ZHANG: We continue to invest in talent specialised in areas such as IP rights, IP litigation, and asset reorganization. Our requirements for talent has also changed: we tend to choose lawyers with a relevant technical background – the best ones are those with a degree in another subject such as telecommunications, new mate-rials or life sciences on top of their law degree. Such versatile talents can better meet market demand and provide legal services for high-end manufacturing or high-tech enterprises in Shenzhen. SU: We have brought in lawyers who are familiar with Hong Kong and Macao affairs as well as foreign affairs. Additionally, we intend to recruit more lawyers who can speak Cantonese. We’re also training existing staff to perform better theoretical research – one of our lawyers has published a book studying the GBA.
LIU: Any lawyer with a good command of English and a solid foundation in law study is desirable.
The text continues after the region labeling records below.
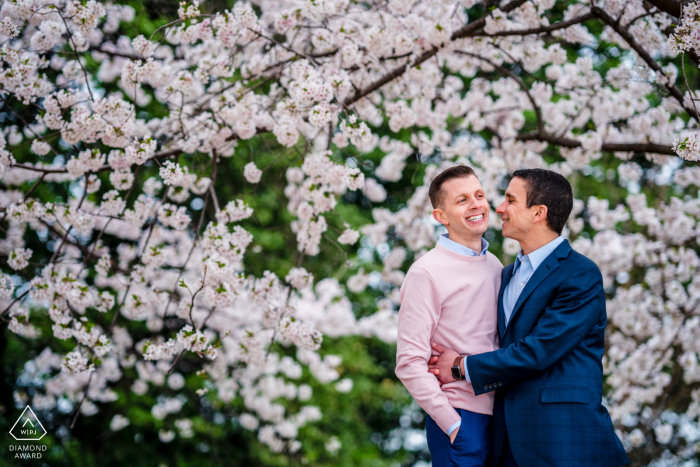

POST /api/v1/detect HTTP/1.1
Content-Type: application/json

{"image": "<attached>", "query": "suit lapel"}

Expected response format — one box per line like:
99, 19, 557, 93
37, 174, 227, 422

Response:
498, 263, 515, 342
506, 240, 571, 335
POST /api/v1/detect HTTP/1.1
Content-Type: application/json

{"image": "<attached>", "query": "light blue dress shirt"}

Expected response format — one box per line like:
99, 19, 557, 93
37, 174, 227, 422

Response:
503, 235, 565, 326
438, 234, 489, 436
438, 234, 489, 256
464, 235, 565, 392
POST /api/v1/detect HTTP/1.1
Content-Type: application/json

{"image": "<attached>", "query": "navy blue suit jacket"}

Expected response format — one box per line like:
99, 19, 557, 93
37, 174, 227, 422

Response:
466, 241, 629, 467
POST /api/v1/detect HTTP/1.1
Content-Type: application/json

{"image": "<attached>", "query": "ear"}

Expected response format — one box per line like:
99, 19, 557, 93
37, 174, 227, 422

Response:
433, 208, 450, 225
532, 204, 547, 223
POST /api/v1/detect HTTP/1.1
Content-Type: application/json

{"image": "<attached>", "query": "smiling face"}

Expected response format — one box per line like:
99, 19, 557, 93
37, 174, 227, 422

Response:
433, 175, 489, 243
496, 177, 546, 241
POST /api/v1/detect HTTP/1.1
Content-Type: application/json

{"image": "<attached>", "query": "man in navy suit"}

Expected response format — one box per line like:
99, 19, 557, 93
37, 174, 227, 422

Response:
430, 169, 629, 467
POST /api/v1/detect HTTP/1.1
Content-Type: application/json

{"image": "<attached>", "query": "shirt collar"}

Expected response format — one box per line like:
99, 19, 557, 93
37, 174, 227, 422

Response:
438, 234, 489, 256
513, 235, 566, 274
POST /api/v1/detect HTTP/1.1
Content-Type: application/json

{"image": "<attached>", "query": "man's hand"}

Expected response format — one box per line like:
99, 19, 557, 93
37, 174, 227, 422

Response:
428, 343, 460, 386
450, 427, 459, 444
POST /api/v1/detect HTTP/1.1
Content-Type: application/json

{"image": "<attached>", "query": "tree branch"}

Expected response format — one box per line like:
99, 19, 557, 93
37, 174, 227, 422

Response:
647, 0, 681, 18
343, 0, 527, 107
466, 13, 595, 37
515, 132, 678, 157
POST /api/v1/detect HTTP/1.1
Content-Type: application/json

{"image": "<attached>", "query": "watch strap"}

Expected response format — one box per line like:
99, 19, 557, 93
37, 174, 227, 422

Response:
452, 355, 465, 379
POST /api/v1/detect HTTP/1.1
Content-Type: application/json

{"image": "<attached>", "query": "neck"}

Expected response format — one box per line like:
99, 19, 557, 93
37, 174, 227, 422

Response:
447, 230, 481, 253
520, 229, 559, 255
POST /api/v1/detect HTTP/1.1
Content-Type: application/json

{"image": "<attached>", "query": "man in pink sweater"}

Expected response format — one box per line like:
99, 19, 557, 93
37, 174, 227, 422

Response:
396, 166, 503, 467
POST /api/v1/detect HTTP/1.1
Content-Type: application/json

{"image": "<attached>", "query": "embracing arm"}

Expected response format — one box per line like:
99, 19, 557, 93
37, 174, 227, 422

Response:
396, 267, 461, 433
465, 263, 605, 395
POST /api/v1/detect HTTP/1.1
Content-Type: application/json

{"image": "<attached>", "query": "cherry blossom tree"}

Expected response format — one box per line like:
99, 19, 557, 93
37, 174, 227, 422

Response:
0, 0, 700, 465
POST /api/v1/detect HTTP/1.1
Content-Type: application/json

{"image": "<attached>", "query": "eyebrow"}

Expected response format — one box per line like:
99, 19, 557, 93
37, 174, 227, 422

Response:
454, 189, 484, 199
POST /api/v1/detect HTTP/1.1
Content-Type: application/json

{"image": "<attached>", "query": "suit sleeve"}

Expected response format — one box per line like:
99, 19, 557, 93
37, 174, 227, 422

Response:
465, 263, 605, 395
396, 267, 461, 432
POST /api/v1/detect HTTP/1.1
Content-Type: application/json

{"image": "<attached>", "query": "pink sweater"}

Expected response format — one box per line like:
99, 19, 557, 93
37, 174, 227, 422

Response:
396, 244, 503, 432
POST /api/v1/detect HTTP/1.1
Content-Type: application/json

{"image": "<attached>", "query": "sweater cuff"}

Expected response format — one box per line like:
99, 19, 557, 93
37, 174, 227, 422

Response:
430, 405, 462, 434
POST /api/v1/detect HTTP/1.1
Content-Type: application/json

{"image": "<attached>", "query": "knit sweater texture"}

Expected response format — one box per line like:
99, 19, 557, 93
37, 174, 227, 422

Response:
396, 244, 503, 432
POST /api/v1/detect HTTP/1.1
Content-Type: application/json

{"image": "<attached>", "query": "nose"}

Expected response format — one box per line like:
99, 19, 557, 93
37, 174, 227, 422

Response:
496, 201, 506, 214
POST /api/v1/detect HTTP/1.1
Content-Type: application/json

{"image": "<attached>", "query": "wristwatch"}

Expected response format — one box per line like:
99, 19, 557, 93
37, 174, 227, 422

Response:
452, 356, 464, 379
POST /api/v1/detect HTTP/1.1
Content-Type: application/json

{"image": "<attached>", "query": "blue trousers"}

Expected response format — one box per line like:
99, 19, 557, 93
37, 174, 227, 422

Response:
425, 409, 492, 467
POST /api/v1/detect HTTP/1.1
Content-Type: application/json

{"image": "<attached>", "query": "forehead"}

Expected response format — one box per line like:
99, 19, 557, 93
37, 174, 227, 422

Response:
442, 175, 482, 196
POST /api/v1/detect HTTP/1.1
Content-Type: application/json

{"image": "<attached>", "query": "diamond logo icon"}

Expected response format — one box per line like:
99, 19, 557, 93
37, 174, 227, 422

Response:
10, 406, 46, 441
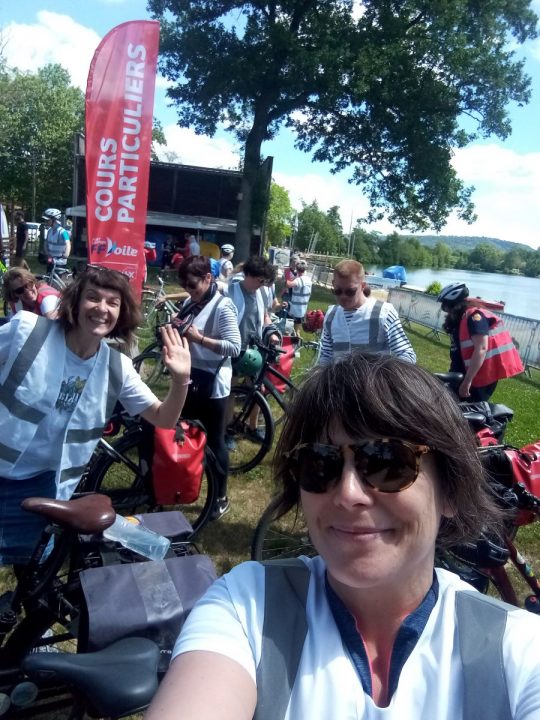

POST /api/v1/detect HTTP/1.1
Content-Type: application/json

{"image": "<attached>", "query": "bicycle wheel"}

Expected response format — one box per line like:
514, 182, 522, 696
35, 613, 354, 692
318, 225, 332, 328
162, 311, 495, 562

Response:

We’ve also discovered that legal talents with a corporate or technical background are especially needed for dealing with compliance issues because the client often judges the quality of your services based on your understanding of their business. So, we recruited a former head of compliance from an established company to build a team to provide legal services to more innovative enterprises.
LANG: We need not only international experts with rich experience in cross-border legal services, but also those who are proficient in fintech, informatics, internet, IP rights, corporate compliance, BRI and other business fields.
ALB: What are the challenges your firm faces in the GBA?
ZHANG: First of all, Mainland lawyers are faced with the need to change their mindset and professional proficiency, as they should place more emphasis on the ability to conduct cross-border transactions and resolve cross-border disputes, and accumulate knowledge and professional experience in both the civil law system and the common law system, to better serve clients in different jurisdictions. The same is also true for Hong Kong lawyers. They may need to get out of their comfort zone and come to work with Mainland colleagues, which involves the mutual adaptation of two cultures.
The recent influx of foreign firms into Shenzhen is a challenge, but it is also a very positive sign. In fact, not only foreign firms but also leading domestic firms have opened branches in Shenzhen in the past two years, which shows that everyone treats Shenzhen as an important market. Shenzhen has China’s first-class manufacturing enterprises that have significant demand for legal services, but many of them feel that the services provided by local law firms are not sufficient.
SU: Law firms should emphasize on professional leadership and in-depth research in areas such as capital market, special types of IP, risk control for hi-tech enterprises, to figure out a different path for growth.
LIU: The biggest challenge is fierce competition with peers. Everyone sees the opportunity, so it will be a test of our management and strategic thinking to earn a place in the market.
Also, there are many TMT enterprises in Shenzhen, which will attract many private equity funds are equipped with their team of lawyers, so we will also be competing with lawyers outside of the GBA.
LANG: There are several challenges: the legal services industry in the GBA is not as internationalised as those of Beijing and Shanghai, so there needs to be further planning and guidance for improvement; due to the lack of high-quality legal education resources, the continuing education and promotion for lawyers is relatively limited; clients need to be further educated about high-quality legal services; the synergy with financial, investment, accounting and IP institutions is relatively weak; and firms will face vicious competition from local firms, which is inevitable in the short term.